When I think back to what happened, I imagine two possible timelines that diverged when we decided to attempt to resuscitate you. I recall similar patients, slowly dying people who, when faced with a crisis, wanted comfort over prolonging further suffering. In those situations, after we had unanimously agreed upon what was best, we had never doubted or even glanced back. There had been no opportunity for an alternate timeline to appear.
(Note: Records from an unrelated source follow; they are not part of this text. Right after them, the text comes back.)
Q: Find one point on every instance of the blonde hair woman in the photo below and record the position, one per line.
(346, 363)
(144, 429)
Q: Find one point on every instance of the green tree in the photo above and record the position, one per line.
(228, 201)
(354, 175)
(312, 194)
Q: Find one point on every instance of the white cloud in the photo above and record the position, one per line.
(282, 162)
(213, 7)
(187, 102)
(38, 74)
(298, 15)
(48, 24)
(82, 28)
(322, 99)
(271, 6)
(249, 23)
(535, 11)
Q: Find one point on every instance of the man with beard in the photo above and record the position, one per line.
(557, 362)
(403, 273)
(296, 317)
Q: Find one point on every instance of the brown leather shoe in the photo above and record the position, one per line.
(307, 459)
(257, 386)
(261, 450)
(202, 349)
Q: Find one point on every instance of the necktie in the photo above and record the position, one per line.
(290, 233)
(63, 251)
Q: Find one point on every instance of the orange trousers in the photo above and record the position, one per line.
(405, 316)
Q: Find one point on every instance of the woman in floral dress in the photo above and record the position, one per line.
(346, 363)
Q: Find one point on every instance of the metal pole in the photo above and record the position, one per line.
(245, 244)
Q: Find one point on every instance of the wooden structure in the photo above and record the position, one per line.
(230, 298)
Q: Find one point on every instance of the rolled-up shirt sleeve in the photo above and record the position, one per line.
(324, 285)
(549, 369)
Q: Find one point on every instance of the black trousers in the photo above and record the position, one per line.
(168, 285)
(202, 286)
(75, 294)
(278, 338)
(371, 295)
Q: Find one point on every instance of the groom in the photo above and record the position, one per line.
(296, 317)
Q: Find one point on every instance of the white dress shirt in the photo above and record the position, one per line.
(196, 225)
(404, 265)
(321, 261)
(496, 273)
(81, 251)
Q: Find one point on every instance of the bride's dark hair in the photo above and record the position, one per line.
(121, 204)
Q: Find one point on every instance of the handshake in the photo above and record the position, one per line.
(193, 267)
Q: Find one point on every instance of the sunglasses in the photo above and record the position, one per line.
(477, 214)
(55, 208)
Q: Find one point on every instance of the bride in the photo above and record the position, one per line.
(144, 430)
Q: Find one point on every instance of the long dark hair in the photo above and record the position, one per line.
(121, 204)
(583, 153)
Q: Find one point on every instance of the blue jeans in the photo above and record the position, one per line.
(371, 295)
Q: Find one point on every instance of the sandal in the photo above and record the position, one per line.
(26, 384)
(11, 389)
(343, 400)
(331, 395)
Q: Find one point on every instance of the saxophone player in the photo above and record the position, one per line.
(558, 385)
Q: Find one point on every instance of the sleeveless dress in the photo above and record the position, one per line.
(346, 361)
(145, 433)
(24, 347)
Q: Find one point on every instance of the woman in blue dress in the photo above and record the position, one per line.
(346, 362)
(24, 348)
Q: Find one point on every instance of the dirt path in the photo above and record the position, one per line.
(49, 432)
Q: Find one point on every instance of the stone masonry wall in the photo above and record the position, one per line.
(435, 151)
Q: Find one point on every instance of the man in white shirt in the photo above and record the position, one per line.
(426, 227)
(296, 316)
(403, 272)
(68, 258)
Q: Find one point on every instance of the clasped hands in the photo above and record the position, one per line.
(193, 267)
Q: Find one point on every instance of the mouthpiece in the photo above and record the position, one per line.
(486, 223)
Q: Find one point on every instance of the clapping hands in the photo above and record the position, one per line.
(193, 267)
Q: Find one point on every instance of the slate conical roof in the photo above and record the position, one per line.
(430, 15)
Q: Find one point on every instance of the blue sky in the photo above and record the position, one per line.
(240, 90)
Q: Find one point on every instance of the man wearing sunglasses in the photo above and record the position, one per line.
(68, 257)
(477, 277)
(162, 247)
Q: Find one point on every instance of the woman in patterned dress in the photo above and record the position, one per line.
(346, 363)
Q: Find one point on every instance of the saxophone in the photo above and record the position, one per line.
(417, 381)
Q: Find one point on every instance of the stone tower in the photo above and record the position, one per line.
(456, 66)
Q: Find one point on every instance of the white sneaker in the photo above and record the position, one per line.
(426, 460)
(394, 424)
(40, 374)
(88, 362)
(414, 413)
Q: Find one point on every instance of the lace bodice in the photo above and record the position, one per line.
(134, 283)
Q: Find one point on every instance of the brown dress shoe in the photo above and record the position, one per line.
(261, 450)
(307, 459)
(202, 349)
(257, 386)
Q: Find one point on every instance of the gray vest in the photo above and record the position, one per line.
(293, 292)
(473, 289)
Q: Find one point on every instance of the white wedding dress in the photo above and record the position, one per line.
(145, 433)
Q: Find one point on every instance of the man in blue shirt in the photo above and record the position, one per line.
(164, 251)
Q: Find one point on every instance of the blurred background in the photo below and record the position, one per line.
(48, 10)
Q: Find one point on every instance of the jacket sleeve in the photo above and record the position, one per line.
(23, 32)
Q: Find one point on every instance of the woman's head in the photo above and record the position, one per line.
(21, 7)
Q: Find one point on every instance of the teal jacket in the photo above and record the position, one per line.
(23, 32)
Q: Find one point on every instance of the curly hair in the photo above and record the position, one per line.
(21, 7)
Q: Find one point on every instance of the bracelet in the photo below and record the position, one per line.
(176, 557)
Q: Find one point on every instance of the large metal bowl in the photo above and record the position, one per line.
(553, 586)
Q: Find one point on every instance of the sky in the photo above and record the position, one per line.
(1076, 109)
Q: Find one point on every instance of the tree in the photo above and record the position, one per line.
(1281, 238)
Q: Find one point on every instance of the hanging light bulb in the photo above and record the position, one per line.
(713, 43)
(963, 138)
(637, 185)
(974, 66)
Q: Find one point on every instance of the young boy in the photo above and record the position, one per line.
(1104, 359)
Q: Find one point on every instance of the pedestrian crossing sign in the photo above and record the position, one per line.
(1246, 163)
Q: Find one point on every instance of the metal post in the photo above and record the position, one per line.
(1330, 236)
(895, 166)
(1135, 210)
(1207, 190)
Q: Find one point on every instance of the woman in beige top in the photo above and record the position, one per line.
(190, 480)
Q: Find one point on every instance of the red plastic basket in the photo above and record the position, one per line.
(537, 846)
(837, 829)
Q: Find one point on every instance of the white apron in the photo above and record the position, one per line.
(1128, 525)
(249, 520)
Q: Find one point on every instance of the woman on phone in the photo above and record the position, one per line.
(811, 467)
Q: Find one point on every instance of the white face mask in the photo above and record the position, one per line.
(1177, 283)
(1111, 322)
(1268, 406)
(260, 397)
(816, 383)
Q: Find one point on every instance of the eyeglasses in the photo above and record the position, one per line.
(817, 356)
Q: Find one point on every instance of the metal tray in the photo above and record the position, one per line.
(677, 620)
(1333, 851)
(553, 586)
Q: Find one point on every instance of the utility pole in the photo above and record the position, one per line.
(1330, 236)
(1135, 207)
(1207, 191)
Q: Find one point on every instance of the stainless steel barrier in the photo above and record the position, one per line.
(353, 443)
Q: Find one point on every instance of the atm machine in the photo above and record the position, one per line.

After seeing what happened with you, I couldn’t help scanning these memories again, wondering which patients I could have “saved” — or at least given a few more good weeks — if we had made different choices. Against my better judgment, I find myself haunted by the unanswerable questions that these alternate timelines pose.
Of course, I soon realized this was a futile exercise, trying to judge these decisions as “right” or “wrong” based on theoretical events of the future, whether the immediate outcomes or the potentially long roads that lead from them. In medicine, we are not granted the gifts of precognition and omniscience. We, alongside our patients, make life-changing decisions using only the limited information we have in our hands. The truth is that there is only ever one timeline. We can do only our best by our patients, and we hold out hope not for the “right” choice but for a good outcome — in whatever form it may take.
Footnotes
This article has been peer reviewed.
This is a true story. The patient’s family has given consent for this story to be told.